The first urban mass transit vehicle was the omnibus – a horse-drawn road vehicle somewhat like a stagecoach. The first omnibus operation is believed to have been in Paris, France in 1819. Stagecoaches had doors on each side, carried six or eight passengers and usually did not pick up and drop off passengers en-route. An omnibus was larger and could carry about twelve passengers. Passengers boarded the omnibus through a door at the rear and sat on benches along each side. The driver’s seat was usually high outside the front and equipped with a hand brake. Baggage or additional passengers might be carried on top. Omnibuses boarded passengers at stops along a route. In the winter, wheels might be replaced with runners to create a sleigh.
Omnibuses began running in New York City and Boston in the late 1820s and early 1830s. (Sources differ on the earliest dates.) By 1850, New York City had 500 omnibuses operated by 3,000 workers and 5,000 horses. In 1853, Boston had 30 omnibus routes. Omnibuses were succeeded by horsecars which were horse-drawn vehicles with flanged wheels on steel rails. Horsecars could carry 24 passengers and provide a much smoother ride than an omnibus. Boston’s first horsecar line was the Cambridge Railroad in 1856. By 1873, Boston was down to just two omnibus routes.
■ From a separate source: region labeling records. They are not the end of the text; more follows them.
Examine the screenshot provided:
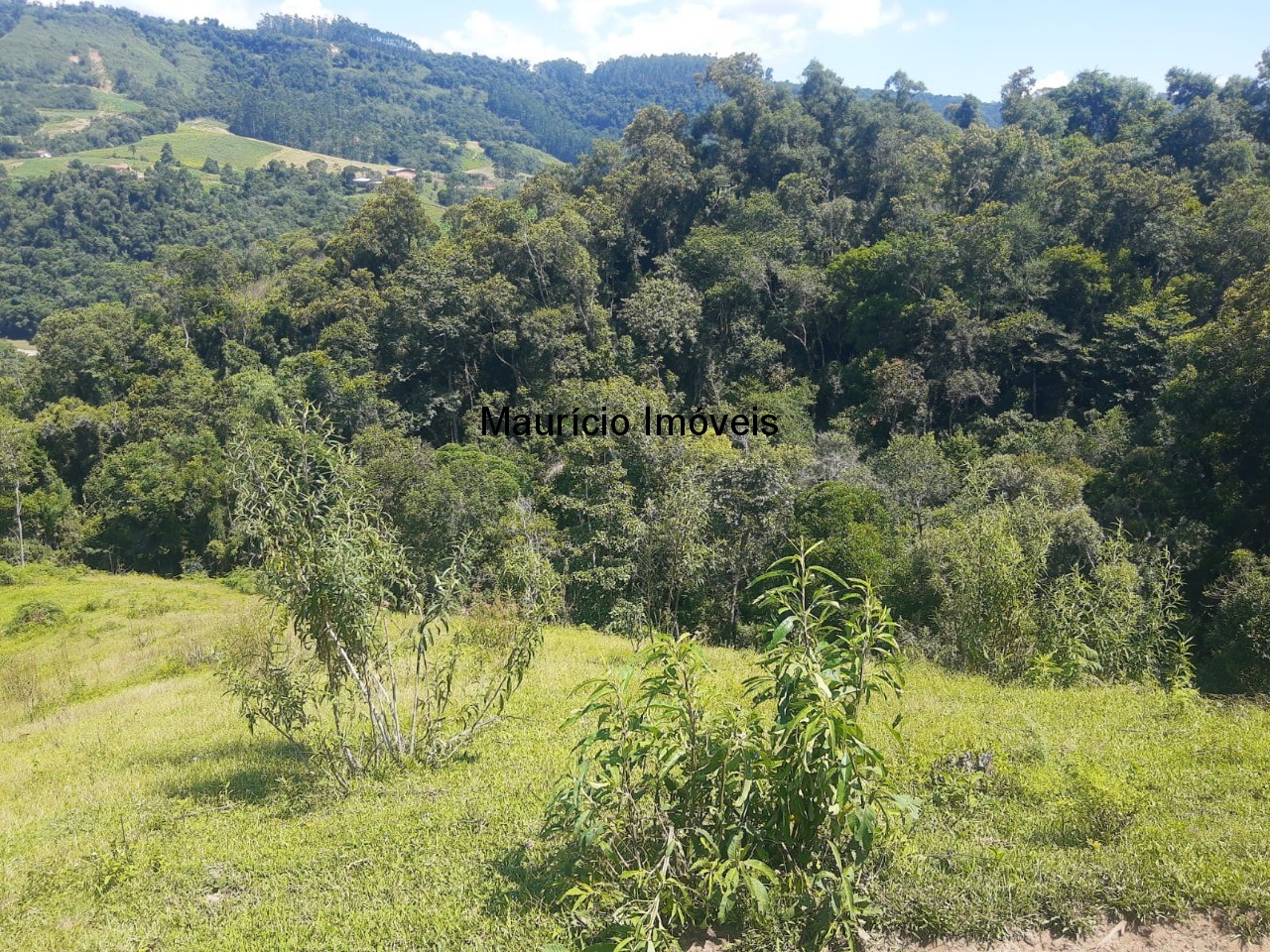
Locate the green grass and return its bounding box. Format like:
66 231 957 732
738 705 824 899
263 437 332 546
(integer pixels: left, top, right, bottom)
5 118 389 178
0 567 1270 952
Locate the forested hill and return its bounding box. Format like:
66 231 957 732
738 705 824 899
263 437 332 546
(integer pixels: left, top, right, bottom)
0 0 994 173
0 3 717 169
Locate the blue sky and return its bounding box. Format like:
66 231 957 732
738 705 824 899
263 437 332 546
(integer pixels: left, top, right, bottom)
86 0 1270 99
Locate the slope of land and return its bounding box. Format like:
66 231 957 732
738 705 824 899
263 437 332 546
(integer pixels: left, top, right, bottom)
0 5 998 172
5 119 390 178
0 567 1270 952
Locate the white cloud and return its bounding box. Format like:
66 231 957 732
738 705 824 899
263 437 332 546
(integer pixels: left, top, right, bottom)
1034 69 1072 92
410 10 580 62
278 0 335 20
808 0 901 37
899 10 949 33
416 0 948 66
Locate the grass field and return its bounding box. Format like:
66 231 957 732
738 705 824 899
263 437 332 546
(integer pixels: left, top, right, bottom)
0 567 1270 952
5 118 389 178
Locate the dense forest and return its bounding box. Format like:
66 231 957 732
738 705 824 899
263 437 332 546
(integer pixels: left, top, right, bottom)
0 0 713 164
0 45 1270 689
0 0 998 172
0 159 355 339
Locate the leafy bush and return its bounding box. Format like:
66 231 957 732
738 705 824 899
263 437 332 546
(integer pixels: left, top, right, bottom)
1207 551 1270 692
225 409 552 781
904 496 1193 685
549 545 901 949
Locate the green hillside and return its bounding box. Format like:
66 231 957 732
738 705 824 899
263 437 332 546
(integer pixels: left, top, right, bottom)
5 119 389 178
0 567 1270 952
0 8 209 95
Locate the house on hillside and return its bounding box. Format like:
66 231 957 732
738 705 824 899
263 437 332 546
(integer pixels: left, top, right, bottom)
96 163 146 178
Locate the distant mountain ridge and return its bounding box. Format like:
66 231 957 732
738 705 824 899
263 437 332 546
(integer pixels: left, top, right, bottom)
0 0 993 174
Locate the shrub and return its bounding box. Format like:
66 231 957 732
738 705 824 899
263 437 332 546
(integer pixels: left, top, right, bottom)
225 409 552 783
904 496 1193 686
1207 551 1270 692
549 547 901 949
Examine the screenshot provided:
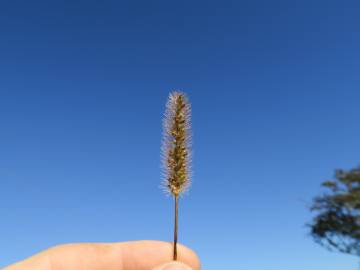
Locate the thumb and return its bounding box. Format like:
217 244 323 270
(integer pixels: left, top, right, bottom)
152 262 192 270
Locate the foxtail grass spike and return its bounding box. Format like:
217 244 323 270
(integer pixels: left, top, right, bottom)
162 91 191 260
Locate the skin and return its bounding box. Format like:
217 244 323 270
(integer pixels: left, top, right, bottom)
3 241 201 270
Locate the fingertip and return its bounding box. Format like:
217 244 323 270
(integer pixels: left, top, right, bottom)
152 262 192 270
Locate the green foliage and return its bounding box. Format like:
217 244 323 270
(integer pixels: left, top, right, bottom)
310 167 360 256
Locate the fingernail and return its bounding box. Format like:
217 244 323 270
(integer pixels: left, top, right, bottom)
153 262 191 270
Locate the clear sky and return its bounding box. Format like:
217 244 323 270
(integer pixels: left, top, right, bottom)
0 0 360 270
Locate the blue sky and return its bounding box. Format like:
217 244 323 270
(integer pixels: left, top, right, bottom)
0 0 360 270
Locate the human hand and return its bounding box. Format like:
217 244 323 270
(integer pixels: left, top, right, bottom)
3 241 201 270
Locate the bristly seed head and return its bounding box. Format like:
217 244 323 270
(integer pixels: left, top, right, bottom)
162 91 191 196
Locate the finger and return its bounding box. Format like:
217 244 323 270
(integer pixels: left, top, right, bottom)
5 241 200 270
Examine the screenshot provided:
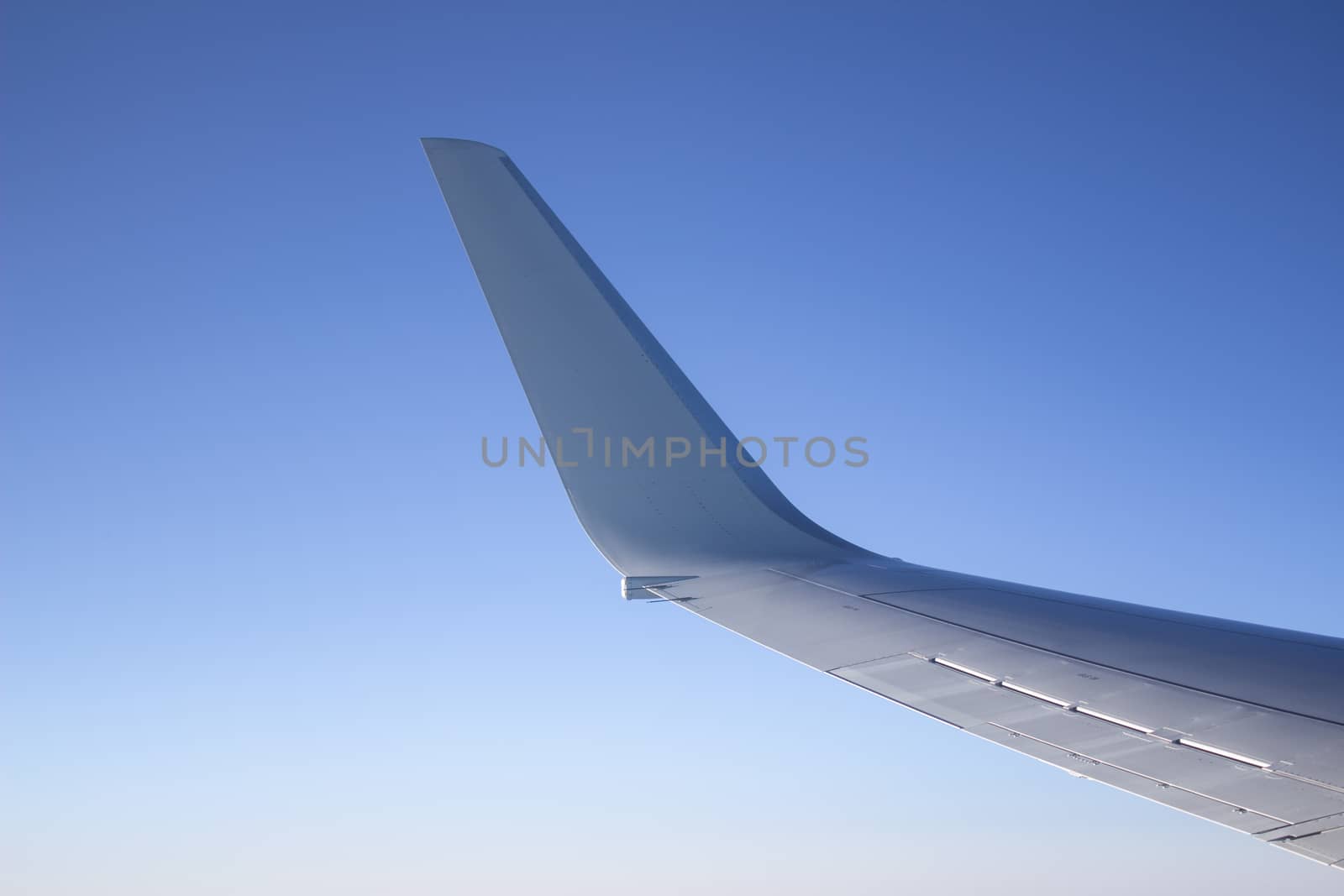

The early history of Seashore’s sheriff’s wagon is not documented. It is believed to have been built as early as the 1850s. It was pulled by two horses. Compared with many omnibuses, the driver’s seat on the sheriff’s wagon is lower and has an overhead covering. The wagon may have started life as a regular omnibus. Around the time that Seashore acquired the wagon in the 1980s, Seashore members Frank Cheney and Jeffrey Sisson heard stories from a long time city employee who thought that the sheriff’s wagon had been converted from a regular omnibus since the city of Boston had acquired a number of used omnibuses. The sheriff’s wagon is of the type used in Boston in the late 1800’s by the Hathorne Line and the Hobbs Omnibus Company who later sold their vehicles to the Metropolitan Horse Railroad and the West End Street Railway who used them on special routes and for charter service. The Boston Elevated Railway acquired the West End Street Railway in 1897 and used some former omnibuses in work service. At some point Seashore’s sheriff’s wagon was acquired by the Suffolk County Sheriff’s Department and was used to carry prisoners from jail to court. (Suffolk County includes Boston and some nearby towns.) It appears that windows have been boarded up. About 1945, the wagon, along with a similar vehicle with sleigh runners, was moved to the city Public Works Building at 650 Albany Street in Boston. In 1977, there was a plan to move the wagon and sleigh to the Larz Anderson Auto Museum in Brookline, but that museum lacked space.
After the Larz Anderson plan failed, the city of Boston loaned the sheriff’s wagon and sleigh to the Museum of Transportation at Museum Wharf in Boston. When this museum closed in 1982, the wagon went into the Museum of Transportation’s warehouse in Cambridge. The wagon came to Seashore in 1983 along with the similar sleigh. In 1987, the U.S. Marshal’s service asked Seashore for a loan of the sheriff’s wagon to be used in a Smithsonian traveling exhibit to mark the 200th anniversary of the Marshal’s Service to be in 1989. To prepare for this exhibit, Seashore’s shop rebuilt a side panel, driver’s foot board and the rotted underframe. However, the Marshal’s Service eventually decided not to use the wagon.